The value of this function surpasses 1/2 at n = 23 (thus, the probability of coincidence is equal approximately to 50.7 %). The probabilities for some n values are illustrated in the following table:

 n p (n) 10 12 % 20 41 % 30 70 % 50 97 % 100 99,99996 % 200 99,9999999999999999999999999998 % 300 (1 − 7×10−73) × 100 % 350 (1 − 3×10−131) × 100 % 367 100 %

The analysis of person number two would have one previously analyzed person. As such, the probability that the birthday of person number two falls on a different date from person number one becomes 364/365. This simply implies that the birthday of person number two would fall on one of the 364 remaining days of the year because the birthday of person number one has already been removed from the count. The same trend would apply to person number three in that two slots have been occupied already by persons number one and two respectively. If this analysis proceeds up to person number twenty, the probability of person number twenty not sharing a similar birthday with individuals analyzed previously becomes 345/365. However, it is mathematically correct that P(A’) equals the product of the individual probabilities up to that of person number twenty. For instance:

Substituting n = 23, we receive q (n) approximately 5.9 %, only a little bit better than one chance from 17. To make the probability of coincidence of birthday with the set person exceed 50 %, the number of people in a group should be not less than 253. This number is appreciable more than a half of the days in a year (365/2 = 182.5); it occurs because of the fact that the birthdays of the other members of a group can coincide among themselves and it reduces the probability of coincidence of one of them with the birthday of a set person.

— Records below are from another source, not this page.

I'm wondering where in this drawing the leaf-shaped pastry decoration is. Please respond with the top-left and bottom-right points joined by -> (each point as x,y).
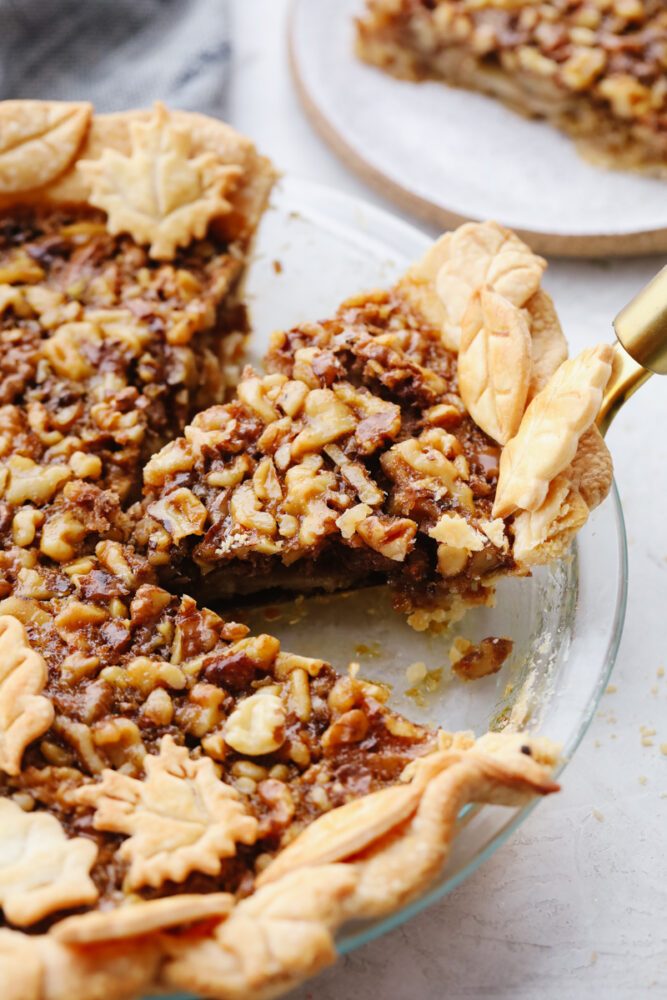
459,288 -> 532,444
0,101 -> 93,194
0,615 -> 54,774
75,736 -> 257,889
524,288 -> 567,402
435,222 -> 546,350
160,865 -> 357,1000
0,799 -> 98,927
493,344 -> 612,517
50,892 -> 234,944
78,104 -> 242,260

### Analysis of the Junior Dataset

For the group of the junior category that comprised of a total of 551 students, the analysis would be basically the same, only a little more involving. For instance, the second individual in the group would have a probability of having a similar birthday with another in the group calculated as follows: 551/551*550/551. This would typically give a big value considering that there is still a large pool of individuals to choose from. However, this would consequently go down with a similar trend giving the fourth person a slightly smaller probability of 551/551* 550/551* 549/551* 548/551. The overall probability for the whole group would then be a product of all these individual values.

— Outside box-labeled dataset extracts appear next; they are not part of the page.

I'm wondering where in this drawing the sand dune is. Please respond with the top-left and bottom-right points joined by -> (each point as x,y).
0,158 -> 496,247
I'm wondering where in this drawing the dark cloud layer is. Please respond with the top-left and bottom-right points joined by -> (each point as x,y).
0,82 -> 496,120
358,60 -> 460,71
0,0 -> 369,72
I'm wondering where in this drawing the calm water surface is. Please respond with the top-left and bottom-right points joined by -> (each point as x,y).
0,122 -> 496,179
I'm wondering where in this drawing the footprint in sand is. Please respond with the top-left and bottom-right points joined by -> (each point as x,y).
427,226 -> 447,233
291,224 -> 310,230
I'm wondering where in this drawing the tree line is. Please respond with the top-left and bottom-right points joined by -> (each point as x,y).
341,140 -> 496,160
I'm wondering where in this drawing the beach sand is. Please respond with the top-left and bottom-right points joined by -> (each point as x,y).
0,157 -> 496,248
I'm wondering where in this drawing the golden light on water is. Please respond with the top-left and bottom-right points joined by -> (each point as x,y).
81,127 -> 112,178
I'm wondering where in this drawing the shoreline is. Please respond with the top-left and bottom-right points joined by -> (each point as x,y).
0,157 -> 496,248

### Analysis of the Senior Dataset

For the group of the senior category that comprised of a total of 345 students, the analysis would be the same as for the senior group. The second individual in the group would have a probability of having a similar birthday with another in the group calculated as follows: 345/345*344/345. This would typically give a big value considering that there is still a large pool of individuals to choose from. However, this would consequently go down with a similar trend giving the third person a slightly smaller probability of 345/345*344/345* 343/345. The overall probability for the whole group would then be a product of all these individual values.